Leo Grand, un SDF de New York, vient de sortir sa première application pour smartphone, "Trees for cars". Six mois plus tôt, un jeune programmeur avait décidé de lui apprendre à coder. Un conte de Noël ou une histoire de Pygmalion 2.0 ?

C’est un conte de Noël pour geek. L’aventure humaine derrière la sortie, mercredi 11 décembre, de la nouvelle application “Trees for cars” ("Des arbres pour des voitures") a de quoi réchauffer le cœur des technophiles. Cette "appli écolo” a, en effet, été créée par Leo Grand, un SDF new-yorkais, qui n’y connaissait rien à la programmation il y a encore six mois.

En août 2013, le destin lui fait croiser la route de Patrick McConlogue. Le jeune programmeur de 23 ans fait une proposition à ce sans-abri dont il ne savait rien sinon qu’”on pouvait voir dans ses yeux qu’il avait perdu beaucoup de batailles dans la vie”, comme il l’explique dans un billet de blog décrivant sa démarche.

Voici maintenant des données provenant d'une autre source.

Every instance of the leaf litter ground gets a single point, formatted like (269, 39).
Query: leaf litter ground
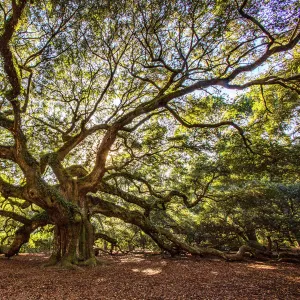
(149, 277)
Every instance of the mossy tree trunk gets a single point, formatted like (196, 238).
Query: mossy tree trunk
(73, 244)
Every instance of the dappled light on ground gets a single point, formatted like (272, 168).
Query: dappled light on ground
(148, 271)
(262, 266)
(153, 277)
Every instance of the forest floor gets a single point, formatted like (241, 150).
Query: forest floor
(149, 277)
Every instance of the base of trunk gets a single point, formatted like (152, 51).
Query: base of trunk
(73, 246)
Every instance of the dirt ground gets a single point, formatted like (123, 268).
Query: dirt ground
(149, 277)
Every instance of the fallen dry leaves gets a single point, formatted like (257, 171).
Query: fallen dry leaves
(152, 277)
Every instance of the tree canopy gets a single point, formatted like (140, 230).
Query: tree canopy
(178, 117)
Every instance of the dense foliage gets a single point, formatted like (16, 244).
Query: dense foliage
(179, 118)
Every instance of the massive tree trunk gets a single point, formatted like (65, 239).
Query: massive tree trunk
(73, 244)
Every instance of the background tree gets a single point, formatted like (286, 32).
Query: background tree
(94, 94)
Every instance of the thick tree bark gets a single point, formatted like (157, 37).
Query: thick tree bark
(73, 245)
(22, 234)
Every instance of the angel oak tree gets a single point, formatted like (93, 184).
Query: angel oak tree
(84, 84)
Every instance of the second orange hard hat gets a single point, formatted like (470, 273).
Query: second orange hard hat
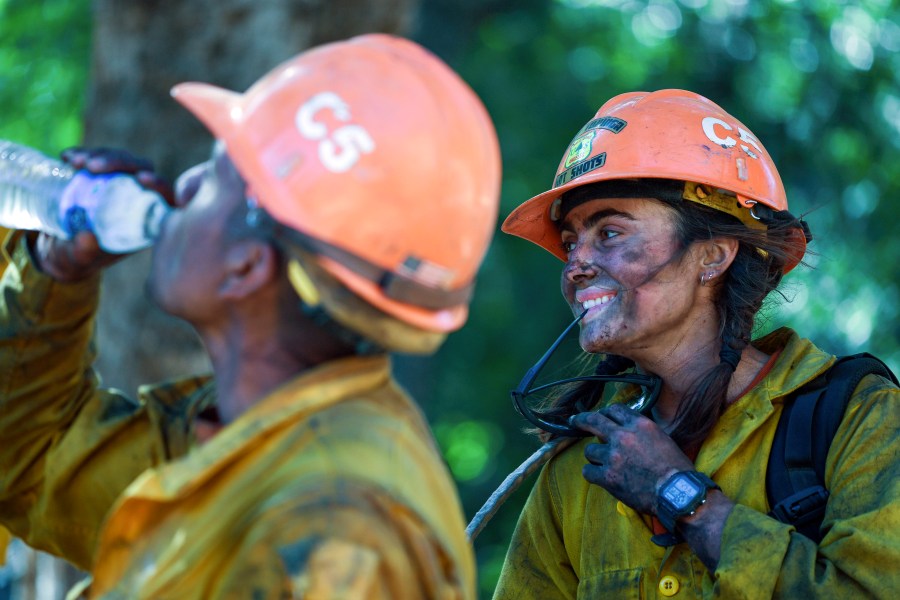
(375, 149)
(668, 134)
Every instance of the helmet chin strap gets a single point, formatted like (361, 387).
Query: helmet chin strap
(311, 305)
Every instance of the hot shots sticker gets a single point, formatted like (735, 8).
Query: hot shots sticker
(580, 148)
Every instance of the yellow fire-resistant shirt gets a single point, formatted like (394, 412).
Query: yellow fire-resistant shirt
(575, 540)
(331, 487)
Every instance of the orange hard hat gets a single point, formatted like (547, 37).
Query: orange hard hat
(668, 134)
(379, 155)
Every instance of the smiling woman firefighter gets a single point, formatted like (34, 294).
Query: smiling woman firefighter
(673, 225)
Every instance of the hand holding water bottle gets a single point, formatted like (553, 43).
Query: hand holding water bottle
(115, 160)
(89, 218)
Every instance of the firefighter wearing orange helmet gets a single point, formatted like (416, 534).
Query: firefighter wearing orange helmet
(673, 224)
(348, 202)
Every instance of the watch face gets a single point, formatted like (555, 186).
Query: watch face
(681, 491)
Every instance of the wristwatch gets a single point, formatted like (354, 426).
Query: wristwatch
(681, 495)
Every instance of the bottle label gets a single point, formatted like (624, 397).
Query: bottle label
(80, 200)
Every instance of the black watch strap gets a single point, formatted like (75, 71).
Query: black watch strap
(668, 514)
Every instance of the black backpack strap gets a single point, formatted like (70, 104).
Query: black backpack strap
(795, 478)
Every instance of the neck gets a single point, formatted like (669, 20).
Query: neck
(249, 365)
(689, 358)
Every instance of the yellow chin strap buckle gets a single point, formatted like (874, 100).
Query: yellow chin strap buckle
(722, 201)
(303, 284)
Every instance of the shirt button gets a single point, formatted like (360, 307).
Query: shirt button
(668, 586)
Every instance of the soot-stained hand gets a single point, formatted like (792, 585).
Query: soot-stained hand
(116, 160)
(632, 457)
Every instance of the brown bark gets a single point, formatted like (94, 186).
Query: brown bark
(142, 48)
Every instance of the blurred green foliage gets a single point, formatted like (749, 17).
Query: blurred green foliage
(817, 81)
(44, 60)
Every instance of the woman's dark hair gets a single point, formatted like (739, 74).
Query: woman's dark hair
(756, 270)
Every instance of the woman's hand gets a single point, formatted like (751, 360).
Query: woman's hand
(633, 458)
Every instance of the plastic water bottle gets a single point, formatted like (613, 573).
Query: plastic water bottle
(43, 194)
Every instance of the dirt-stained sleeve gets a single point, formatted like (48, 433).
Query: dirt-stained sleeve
(535, 565)
(68, 449)
(860, 555)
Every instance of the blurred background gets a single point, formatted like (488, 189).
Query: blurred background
(817, 81)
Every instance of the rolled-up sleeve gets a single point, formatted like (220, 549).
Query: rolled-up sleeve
(69, 448)
(860, 555)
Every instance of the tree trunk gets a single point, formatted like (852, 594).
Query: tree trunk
(141, 49)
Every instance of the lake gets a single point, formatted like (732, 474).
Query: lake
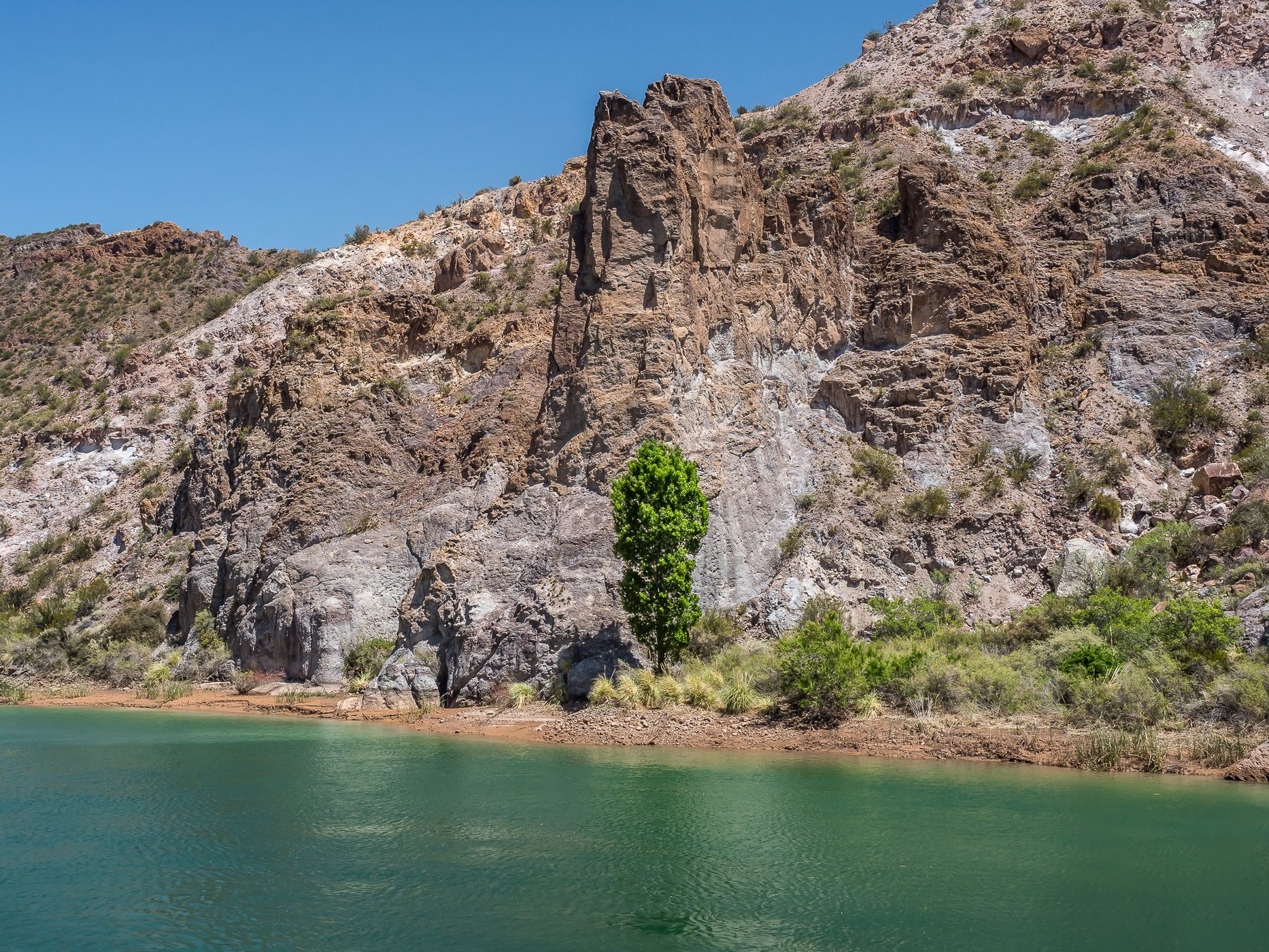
(141, 829)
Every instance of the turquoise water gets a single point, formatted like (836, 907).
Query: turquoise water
(139, 830)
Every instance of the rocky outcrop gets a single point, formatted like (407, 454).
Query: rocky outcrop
(1253, 768)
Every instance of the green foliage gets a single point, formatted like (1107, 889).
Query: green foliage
(1021, 464)
(824, 670)
(367, 657)
(716, 630)
(142, 622)
(1196, 628)
(877, 465)
(1033, 182)
(660, 517)
(928, 505)
(1106, 508)
(1177, 405)
(911, 619)
(1098, 662)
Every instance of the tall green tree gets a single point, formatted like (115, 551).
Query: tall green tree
(662, 517)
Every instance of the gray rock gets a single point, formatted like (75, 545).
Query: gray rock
(405, 682)
(1080, 569)
(583, 675)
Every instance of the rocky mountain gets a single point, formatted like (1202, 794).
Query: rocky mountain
(964, 314)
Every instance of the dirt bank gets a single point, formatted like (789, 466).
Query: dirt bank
(1026, 741)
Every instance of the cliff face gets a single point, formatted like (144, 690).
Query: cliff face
(975, 248)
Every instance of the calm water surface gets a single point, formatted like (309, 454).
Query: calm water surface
(139, 830)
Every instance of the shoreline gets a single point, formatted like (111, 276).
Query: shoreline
(891, 735)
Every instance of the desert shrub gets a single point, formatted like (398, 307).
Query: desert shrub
(520, 694)
(602, 691)
(1033, 182)
(1098, 662)
(911, 619)
(367, 657)
(928, 505)
(1253, 517)
(1196, 628)
(1121, 619)
(824, 670)
(143, 622)
(1242, 692)
(1021, 464)
(1036, 622)
(1177, 405)
(1106, 508)
(1040, 143)
(1126, 700)
(877, 465)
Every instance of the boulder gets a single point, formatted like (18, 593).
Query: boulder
(1213, 479)
(405, 682)
(583, 675)
(1031, 44)
(451, 272)
(1254, 767)
(1080, 568)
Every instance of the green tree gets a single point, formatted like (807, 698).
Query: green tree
(662, 517)
(824, 670)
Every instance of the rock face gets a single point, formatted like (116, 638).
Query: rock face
(1213, 479)
(1254, 767)
(890, 284)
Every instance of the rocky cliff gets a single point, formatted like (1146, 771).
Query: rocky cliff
(908, 323)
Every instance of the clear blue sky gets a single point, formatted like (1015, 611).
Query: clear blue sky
(287, 124)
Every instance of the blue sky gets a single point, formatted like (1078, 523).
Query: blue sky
(287, 124)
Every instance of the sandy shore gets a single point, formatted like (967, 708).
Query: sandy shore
(1032, 741)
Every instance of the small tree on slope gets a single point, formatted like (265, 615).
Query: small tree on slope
(662, 517)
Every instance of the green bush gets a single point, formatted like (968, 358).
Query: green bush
(1032, 183)
(911, 619)
(1177, 405)
(877, 465)
(1196, 628)
(1106, 508)
(824, 670)
(928, 505)
(367, 657)
(1098, 662)
(145, 622)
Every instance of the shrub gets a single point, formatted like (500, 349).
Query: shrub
(1034, 181)
(911, 619)
(1098, 662)
(520, 694)
(928, 505)
(1040, 143)
(824, 670)
(1196, 628)
(1087, 69)
(367, 657)
(1088, 168)
(1021, 464)
(1106, 508)
(1121, 619)
(145, 624)
(877, 465)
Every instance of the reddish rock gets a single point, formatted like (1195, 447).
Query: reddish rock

Leo Grand peut, soit recevoir un billet de 100 dollars, soit suivre pendant 16 semaines des cours de programmation informatique avec Patrick McConlogue à raison d’une heure par jour. Il opte pour la formation accélérée.

Un choix qui ne fait pourtant pas l’unanimité au regard des nombreuses critiques suscitées par le billet de blog du jeune informaticien américain. Que ce soit sur le site du Washington Post, sur le célèbre blog technologique TechCrunch ou dans les commentaires de l’article, “l’incroyable arrogance” de ce Pygmalion 2.0 est à chaque fois pointée du doigt. “Il ne cherche même pas à savoir de quoi cet homme a réellement besoin”, s’insurge ainsi le Washington Post. “Vous pensez qu’il a vraiment le temps d’apprendre le Javascript quand il doit en parallèle chercher un toit chaque soir et réfléchir comment il va pouvoir se payer son prochain repas ?”, demande une lectrice du blog de Patrick McConlogue.

Coqueluche des médias

Malgré la controverse, le jeune programmeur décide d’honorer sa part du marché. Il offre à Leo Grand des livres de cours, un ordinateur portable bon marché, et son savoir faire. Très vite, la polémique des premiers jours cède la place à une fascination des médias américains pour cette improbable rencontre. Le sans-abri est invité sur le plateau de “Today”, l’une des émissions phares de la chaîne NBC, il a droit à un reportage de CNN et de nombreux articles dans la presse.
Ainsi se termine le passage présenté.